[LLVMdev] Illegal Optimization(?): Combining empty type instances

Chris Lattner sabre at nondot.org
Tue Nov 1 16:01:01 PST 2005


On Tue, 1 Nov 2005, Evan Jones wrote:
> I think I may have found an illegal optimization in LLVM. The problem is that 
> if you have an empty type LLVM optimizes it away so it produces weird 
> results. The assembler output from llvm-gcc clearly outputs the "alloca" 
> instructions, so some other pass is removing them. I doubt if any real 
> program relies on this behaviour, and there is a trivial work around. 
> However, my program ran across this problem, so maybe it should be corrected.
>
> The expected output is that all four pointers will be unique and valid. With

Uniqueness is something guaranteed by C++, but not by C.  In C, empty 
structures have size = 0, which gives you funny cases like this.  Consider 
the following:

struct Empty {};
struct Empty Foo[10];

The size of both 'Empty' and 'Foo' are zero, which means that each element 
of Foo is at the same address.

In the C++ world, this sort of thing is explicitly banned: the smallest 
structure you can get with standard C++ is one byte.

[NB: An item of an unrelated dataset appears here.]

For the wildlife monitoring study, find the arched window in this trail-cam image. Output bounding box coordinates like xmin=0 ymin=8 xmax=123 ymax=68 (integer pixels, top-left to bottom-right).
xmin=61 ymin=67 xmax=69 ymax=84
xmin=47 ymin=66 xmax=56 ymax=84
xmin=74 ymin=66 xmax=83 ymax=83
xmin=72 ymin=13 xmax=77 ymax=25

> This caused a problem in my program because I was testing if the two 
> addresses were equal, and the test was always returning true. The workaround 
> is to put something in the structure so that LLVM doesn't optimize it away. 
> The question is what does the C standard require?

I believe that LLVM's behavior is correct in this case.

> I'm assuming that GCC is doing the right thing, but I could be wrong.

GCC may well be doing what you expect in this case, but that may just be a 
side effect of it not optimizing as aggressively.